Il ne faut pas être les esclaves de vos enfants, ils trouveront eux-mêmes leur bonheur plus tard.

La vraie charité consiste à envoyer du charbon aux pauvres, lorsqu’ils ont froid, et non pas à faire des présents à ceux qui sont heureux.

On élève un enfant pour venir en aide à la vieillesse, comme on remplit une tirelire pour les besoins à venir.

Avant de connaître le cœur, écoutez la parole.

Les portes du tribunal sont grandes ouvertes ; mais ceux qui n’ont que des raisons et pas d’argent n’y entrent pas.

A la mort, les poings sont vides.

Le mal est le mal quand il est fait avec la conscience qu’il peut être connu.

Le bien qu’on fait avec la pensée qu’il sera connu n’est pas le vrai bien.

Si vous ne croyez pas aux Dieux, regardez les éclairs.

Après bon vin, parole sincère.

La honte passe, les dettes restent.

Quand on est pressé, le cheval recule.

A travers la fente d’une porte on ne voit l’homme qu’en petit.

La selle fait penser au cheval.

Le marteau frappe la hache, et la hache frappe le bois.

Les parents éloignés ne valent pas les voisins proches.

Un mendiant ne monte pas sur une planche pourrie.

Demander à soi-même vaut mieux que demander aux autres.

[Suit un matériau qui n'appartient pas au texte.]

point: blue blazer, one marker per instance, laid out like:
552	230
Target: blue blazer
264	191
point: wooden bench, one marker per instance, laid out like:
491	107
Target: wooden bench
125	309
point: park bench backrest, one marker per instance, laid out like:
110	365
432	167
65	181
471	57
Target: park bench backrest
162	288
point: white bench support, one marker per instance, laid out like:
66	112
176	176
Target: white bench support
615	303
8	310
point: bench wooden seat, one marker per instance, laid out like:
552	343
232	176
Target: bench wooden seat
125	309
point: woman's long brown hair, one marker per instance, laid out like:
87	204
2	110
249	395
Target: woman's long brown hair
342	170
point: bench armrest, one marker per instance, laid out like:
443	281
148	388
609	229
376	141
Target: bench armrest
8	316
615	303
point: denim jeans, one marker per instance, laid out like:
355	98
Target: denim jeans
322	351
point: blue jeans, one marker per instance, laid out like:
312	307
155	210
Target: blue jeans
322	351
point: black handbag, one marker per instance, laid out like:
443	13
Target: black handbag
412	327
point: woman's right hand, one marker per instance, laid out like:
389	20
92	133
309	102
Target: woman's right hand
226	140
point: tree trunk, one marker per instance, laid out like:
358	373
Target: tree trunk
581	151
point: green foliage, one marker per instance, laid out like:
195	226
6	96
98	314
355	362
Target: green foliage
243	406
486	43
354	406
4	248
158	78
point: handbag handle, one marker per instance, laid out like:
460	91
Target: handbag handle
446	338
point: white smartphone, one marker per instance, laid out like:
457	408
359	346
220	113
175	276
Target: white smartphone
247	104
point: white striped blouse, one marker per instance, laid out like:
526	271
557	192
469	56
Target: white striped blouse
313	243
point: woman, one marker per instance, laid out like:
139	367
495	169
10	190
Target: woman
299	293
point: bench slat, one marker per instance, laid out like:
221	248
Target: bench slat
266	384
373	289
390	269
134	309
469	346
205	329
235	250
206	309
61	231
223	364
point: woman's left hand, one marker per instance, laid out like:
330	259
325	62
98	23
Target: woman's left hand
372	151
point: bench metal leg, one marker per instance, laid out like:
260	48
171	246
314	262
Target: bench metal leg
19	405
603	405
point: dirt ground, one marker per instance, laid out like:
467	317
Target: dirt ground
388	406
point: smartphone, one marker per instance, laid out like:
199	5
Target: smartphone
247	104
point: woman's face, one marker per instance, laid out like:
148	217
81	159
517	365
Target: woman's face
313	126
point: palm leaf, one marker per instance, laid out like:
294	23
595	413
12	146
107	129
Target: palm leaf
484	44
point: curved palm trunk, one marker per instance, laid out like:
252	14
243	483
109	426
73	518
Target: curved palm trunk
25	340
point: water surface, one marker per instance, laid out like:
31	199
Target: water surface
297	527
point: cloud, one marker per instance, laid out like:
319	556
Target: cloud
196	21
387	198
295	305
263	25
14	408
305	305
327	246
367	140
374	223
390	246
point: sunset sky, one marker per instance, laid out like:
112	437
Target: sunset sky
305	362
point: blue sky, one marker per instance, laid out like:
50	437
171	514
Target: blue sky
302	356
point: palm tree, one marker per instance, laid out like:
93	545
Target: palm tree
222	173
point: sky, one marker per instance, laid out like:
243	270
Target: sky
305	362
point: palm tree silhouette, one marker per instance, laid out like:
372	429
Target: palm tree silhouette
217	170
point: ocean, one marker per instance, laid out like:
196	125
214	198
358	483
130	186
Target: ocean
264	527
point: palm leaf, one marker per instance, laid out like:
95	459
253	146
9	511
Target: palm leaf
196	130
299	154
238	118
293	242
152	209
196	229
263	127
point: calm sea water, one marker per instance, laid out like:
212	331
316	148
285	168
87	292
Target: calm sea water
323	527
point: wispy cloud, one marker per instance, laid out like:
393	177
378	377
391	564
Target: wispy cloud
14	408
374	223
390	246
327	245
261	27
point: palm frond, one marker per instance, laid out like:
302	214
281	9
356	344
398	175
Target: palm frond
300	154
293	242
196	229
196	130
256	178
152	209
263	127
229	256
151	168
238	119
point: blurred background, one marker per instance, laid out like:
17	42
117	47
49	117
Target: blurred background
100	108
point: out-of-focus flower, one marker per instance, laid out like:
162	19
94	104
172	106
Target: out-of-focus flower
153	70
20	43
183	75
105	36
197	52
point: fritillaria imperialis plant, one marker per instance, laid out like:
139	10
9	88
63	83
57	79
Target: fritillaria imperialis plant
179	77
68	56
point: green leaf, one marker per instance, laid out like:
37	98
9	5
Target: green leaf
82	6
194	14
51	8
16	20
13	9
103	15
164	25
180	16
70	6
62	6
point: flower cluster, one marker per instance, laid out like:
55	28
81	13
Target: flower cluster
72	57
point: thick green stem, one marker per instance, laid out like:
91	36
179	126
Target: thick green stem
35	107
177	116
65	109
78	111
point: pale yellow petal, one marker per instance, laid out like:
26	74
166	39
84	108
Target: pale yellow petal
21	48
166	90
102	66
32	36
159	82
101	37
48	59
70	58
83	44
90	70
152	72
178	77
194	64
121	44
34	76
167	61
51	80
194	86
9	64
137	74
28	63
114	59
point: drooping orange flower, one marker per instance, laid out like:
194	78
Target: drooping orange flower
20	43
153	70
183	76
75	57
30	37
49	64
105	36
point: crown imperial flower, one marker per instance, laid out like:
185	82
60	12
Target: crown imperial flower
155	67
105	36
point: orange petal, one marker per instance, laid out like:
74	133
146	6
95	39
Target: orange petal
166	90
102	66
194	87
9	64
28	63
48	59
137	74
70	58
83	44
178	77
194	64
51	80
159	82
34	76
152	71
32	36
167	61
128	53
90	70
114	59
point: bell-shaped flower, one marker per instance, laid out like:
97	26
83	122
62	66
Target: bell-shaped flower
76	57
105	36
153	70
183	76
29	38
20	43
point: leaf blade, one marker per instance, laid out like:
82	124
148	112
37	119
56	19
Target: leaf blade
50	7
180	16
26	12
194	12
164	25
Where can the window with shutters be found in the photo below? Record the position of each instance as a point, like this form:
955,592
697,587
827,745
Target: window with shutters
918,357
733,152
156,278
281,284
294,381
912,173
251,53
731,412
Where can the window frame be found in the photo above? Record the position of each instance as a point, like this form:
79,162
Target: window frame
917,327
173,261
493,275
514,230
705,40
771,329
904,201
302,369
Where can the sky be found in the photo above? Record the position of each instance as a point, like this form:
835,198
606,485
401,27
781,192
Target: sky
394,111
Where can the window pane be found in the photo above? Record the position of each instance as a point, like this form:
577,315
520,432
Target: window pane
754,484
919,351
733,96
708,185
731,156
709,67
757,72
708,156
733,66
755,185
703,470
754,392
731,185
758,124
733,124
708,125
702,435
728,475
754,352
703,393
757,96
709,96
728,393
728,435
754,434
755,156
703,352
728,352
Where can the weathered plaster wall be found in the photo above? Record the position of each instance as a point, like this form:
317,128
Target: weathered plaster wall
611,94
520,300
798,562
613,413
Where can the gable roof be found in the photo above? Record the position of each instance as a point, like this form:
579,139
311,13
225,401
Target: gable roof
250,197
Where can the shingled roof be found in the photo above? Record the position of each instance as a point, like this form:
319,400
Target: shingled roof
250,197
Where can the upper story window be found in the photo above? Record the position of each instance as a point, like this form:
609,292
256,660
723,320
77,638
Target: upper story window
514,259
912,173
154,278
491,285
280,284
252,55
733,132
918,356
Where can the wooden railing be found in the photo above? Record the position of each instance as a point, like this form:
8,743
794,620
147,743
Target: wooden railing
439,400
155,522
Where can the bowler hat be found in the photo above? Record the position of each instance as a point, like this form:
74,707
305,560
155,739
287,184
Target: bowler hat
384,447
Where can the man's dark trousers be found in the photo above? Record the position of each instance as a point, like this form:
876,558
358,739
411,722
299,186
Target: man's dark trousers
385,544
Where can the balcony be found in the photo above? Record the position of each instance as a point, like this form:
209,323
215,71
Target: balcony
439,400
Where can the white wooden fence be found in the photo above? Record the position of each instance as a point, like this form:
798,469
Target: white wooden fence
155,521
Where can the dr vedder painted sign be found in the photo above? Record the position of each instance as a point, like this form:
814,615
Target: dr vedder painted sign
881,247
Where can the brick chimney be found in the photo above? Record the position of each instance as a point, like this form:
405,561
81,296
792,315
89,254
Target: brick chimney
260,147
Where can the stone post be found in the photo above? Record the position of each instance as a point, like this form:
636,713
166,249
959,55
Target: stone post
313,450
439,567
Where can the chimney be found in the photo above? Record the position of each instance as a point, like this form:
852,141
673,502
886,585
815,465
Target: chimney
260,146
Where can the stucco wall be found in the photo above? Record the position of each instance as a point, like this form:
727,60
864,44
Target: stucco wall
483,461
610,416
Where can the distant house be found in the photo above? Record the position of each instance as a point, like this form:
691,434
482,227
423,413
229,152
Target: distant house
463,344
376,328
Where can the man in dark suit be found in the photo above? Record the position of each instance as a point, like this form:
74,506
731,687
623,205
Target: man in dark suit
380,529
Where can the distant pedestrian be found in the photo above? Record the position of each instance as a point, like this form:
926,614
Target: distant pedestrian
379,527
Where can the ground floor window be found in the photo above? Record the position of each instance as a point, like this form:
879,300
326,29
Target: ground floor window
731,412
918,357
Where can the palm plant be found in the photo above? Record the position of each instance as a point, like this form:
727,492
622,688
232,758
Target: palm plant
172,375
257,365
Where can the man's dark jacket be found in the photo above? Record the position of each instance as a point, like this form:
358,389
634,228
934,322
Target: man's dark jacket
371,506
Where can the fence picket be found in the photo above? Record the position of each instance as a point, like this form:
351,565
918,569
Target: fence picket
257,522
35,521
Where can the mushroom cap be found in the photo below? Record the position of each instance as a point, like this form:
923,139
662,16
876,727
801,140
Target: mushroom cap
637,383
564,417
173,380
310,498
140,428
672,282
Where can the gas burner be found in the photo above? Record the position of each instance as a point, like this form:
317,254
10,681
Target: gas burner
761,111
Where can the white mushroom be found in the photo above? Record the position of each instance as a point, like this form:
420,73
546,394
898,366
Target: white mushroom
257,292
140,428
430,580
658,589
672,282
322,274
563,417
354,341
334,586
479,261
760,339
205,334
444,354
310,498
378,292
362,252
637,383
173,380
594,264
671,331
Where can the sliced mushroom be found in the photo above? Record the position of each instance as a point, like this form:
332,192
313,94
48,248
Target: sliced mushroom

La bouche doucereuse cache un cœur de rasoir.

Dix veilleuses ne valent pas une lampe.

Après avoir traversé l’amertume, on devient homme.

Avec une conscience tranquille on peut marcher dans l’obscurité.

Les bijoux ne sont jolis que lorsqu’ils sont montés, comme la fleur n’est belle que lorsque les feuilles la font ressortir.

Corriger le défaut de quelqu’un, c’est vouloir guérir la lèpre.

Un mari insensé craint sa femme ; une femme prudente obéit à son mari.

Il ne faut qu’un coup à un bon cheval, qu’un mot à un homme sage.

Un homme n’a besoin que de se corriger avec la même sévérité qu’il reprend les autres, et excuser les autres avec la même indulgence qu’il a pour soi-même.

Ce n’est pas le vin qui fait l’ivrogne, mais le vice.

Les hommes, quand ils sont heureux, ne brûlent pas d’encens ; mais quand le malheur arrive ils se précipitent aux pieds de Bouddha.

Ce que les supérieurs font est toujours poussé à l’extrême par les inférieurs.

Plus les talents s’exercent, plus ils se développent.

L’erreur d’un moment devient le chagrin de toute une vie.

Le tourment de l’envie est comme un grain de sable dans l’œil.

L’homme sage sait se plier aux circonstances comme l’eau prend la forme du vase qui la contient.

Ces maximes n’ont pas d’auteur connu ; elles habitent dans les mémoires et reviennent souvent dans les conversations et les écrits. Ce sont des habitudes de l’esprit.

Sans doute il en est d’autres qui ont un parfum de réalisme que le goût des délicats n’admettrait pas et que je passe sous silence. Je n’ai fait qu’un choix de ce qui peut être lu en français, ne connaissant pas assez le latin pour les traduire et braver… mes scrupules.

Mais je me déciderai peut-être un jour à en reparler, lorsque j’aurai étudié Rabelais.